Liang Chow (also known as Qiao Liang; 乔良 (喬良, Qiáo Liáng)) (born January 1, 1968) is a Chinese-American former artistic gymnast. He is the founder, owner, and head coach of Chow's Gymnastics and Dance Institute in West Des Moines, Iowa. He is notable for being the coach of 2008 Olympic balance beam champion Shawn Johnson and 2012 Olympic individual all-around champion Gabby Douglas. He coached senior US gymnasts Norah Flatley and Rachel Gowey and junior US gymnast Victoria Nguyen.

==Gymnastics career==
Growing up in Beijing, Chow was tapped by a district club at the age of 5 to train in gymnastics. He was on China's national gymnastics team for more than a decade, winning numerous national and international medals. However, he never competed in the Olympic Games; in 1988 he was too young to make the Chinese team, and before 1992 he suffered a back injury and retired from competition.

==Post-gymnastics career==
He moved to the United States in 1991 on the suggestion of his aunt, who was working on her Ph.D. at the University of Iowa.

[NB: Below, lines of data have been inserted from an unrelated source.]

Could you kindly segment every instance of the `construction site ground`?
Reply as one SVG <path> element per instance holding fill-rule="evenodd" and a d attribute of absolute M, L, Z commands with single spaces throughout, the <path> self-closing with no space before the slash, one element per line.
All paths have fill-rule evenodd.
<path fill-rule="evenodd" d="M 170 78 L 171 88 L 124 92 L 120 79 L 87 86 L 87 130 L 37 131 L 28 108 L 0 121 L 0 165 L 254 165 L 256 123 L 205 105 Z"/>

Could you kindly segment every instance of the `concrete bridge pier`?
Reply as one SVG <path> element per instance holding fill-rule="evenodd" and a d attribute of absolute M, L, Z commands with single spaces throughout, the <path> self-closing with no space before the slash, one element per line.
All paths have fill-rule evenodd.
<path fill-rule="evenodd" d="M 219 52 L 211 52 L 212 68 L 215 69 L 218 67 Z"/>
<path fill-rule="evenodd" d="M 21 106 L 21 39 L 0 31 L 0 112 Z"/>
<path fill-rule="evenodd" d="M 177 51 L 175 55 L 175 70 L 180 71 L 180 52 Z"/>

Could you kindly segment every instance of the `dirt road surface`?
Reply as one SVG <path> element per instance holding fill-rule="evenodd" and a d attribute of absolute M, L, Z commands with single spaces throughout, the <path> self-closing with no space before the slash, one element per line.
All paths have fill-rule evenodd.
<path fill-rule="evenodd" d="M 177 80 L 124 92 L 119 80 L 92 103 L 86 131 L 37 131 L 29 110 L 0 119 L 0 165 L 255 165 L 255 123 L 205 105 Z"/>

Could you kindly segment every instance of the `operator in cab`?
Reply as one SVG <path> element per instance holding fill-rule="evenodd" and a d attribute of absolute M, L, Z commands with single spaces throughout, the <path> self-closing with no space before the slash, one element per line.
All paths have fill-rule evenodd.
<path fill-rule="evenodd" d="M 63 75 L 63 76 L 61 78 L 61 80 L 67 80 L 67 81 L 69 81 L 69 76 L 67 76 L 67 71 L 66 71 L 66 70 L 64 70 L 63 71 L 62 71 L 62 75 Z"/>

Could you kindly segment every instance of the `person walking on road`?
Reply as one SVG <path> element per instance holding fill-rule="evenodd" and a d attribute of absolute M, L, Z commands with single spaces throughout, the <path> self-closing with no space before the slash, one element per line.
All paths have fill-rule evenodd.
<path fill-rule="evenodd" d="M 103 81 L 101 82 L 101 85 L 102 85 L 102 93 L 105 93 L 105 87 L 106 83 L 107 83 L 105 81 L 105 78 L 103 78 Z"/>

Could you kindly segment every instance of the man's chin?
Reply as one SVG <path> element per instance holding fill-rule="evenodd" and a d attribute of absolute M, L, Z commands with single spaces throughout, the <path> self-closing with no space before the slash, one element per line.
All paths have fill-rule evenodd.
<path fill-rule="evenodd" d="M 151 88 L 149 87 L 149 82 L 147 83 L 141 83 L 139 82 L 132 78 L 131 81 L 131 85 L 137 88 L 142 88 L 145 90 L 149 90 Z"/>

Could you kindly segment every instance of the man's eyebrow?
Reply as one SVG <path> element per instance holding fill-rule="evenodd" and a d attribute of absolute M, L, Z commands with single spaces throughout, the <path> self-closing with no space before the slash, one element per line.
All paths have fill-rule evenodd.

He accepted an English scholarship and a position as an assistant coach for the University of Iowa's men's gymnastics program. Afterwards, he accepted a coaching job for the women's program. Following his experience working with female gymnasts, Chow decided to open his own gym to train gymnasts at a younger age, when they would be more flexible and open to learning new skills. He and his wife moved to West Des Moines and opened Chow's Gymnastics and Dance Institute on August 23, 1998. He expanded his operation to an 11 acre, two-gym facility by 2003. In June 2008, a flood destroyed the facilities.

Chow was the personal coach of Shawn Johnson since 1998. He began working with Gabby Douglas in 2010. He is known for his fatherly affection toward his proteges. He was named the coach of the Chinese women's national gymnastics team in June 2018.

==Personal==
Chow is married to Liwen Zhuang, a former gymnast on the Chinese national team. They have one child named Kevin.